Keys to Scaling Foundation Models for Earth Observation

Observing Earth from space generates massive volumes of data that require increasingly sophisticated artificial intelligence models. Recent research on pixel-level foundation models, such as the TESSERA v2 series, has revealed counterintuitive findings on how to scale these systems efficiently. Unlike in other deep learning domains, pre-training loss barely correlates with performance on specific tasks; in fact, correlation coefficients below 0.2 indicate that selecting models based solely on that indicator wastes a large portion of the computational budget. This discovery has profound implications for any organization seeking to implement large-scale geospatial artificial intelligence.

The study, which involved nearly 400 training runs on specialized hardware, proposes a simple yet powerful rule: as the compute budget grows, the encoder and data should scale together, while the projector remains fixed. This empirical guide enables optimal resource allocation, an approach that companies like Q2BSTUDIO apply when designing custom applications for processing satellite imagery and geospatial data. The ability to adapt the architecture to the available budget is essential for projects integrating AWS and Azure cloud services, as it allows controlling costs without sacrificing performance.

One of the most impactful results is the distillation of massive models into compact versions. With only 21 million parameters, the distilled TESSERA v2-1B-M model outperforms open and proprietary alternatives orders of magnitude larger. These compact representations, called Matryoshka, allow using just 16 dimensions to retain 92% of full performance, reducing storage to one-eighth. For a company offering AI for businesses, this means it is possible to deploy advanced analytics on resource-constrained devices or real-time data streams without relying on costly infrastructure. The same efficiency philosophy applies when developing custom software that integrates computer vision models, AI agents, or business intelligence dashboards.

In practical terms, these techniques open the door to cybersecurity solutions based on anomalies detected in satellite images, or agricultural monitoring systems that use business intelligence services with Power BI to visualize changes in vegetation cover. The combination of lightweight foundation models with cloud platforms allows organizations to scale their operations without incurring prohibitive costs. Furthermore, the planned release of global embeddings covering nearly a decade (2017-2025) will provide an invaluable historical database for training custom models, a task that Q2BSTUDIO addresses with its expertise in custom application development and process automation.

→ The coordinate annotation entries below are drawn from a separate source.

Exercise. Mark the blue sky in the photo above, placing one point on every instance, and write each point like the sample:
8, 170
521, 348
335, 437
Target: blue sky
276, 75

In summary, the main lesson from scaling pixel-level models is that the path to efficiency does not lie in training ever-larger models, but in understanding the relationships between compute, data, and architecture, and then distilling that knowledge into practical solutions. Companies that adopt this approach, relying on technology partners with deep knowledge of artificial intelligence and cloud, will be better positioned to transform the vast amount of Earth observation data into agile and informed decisions.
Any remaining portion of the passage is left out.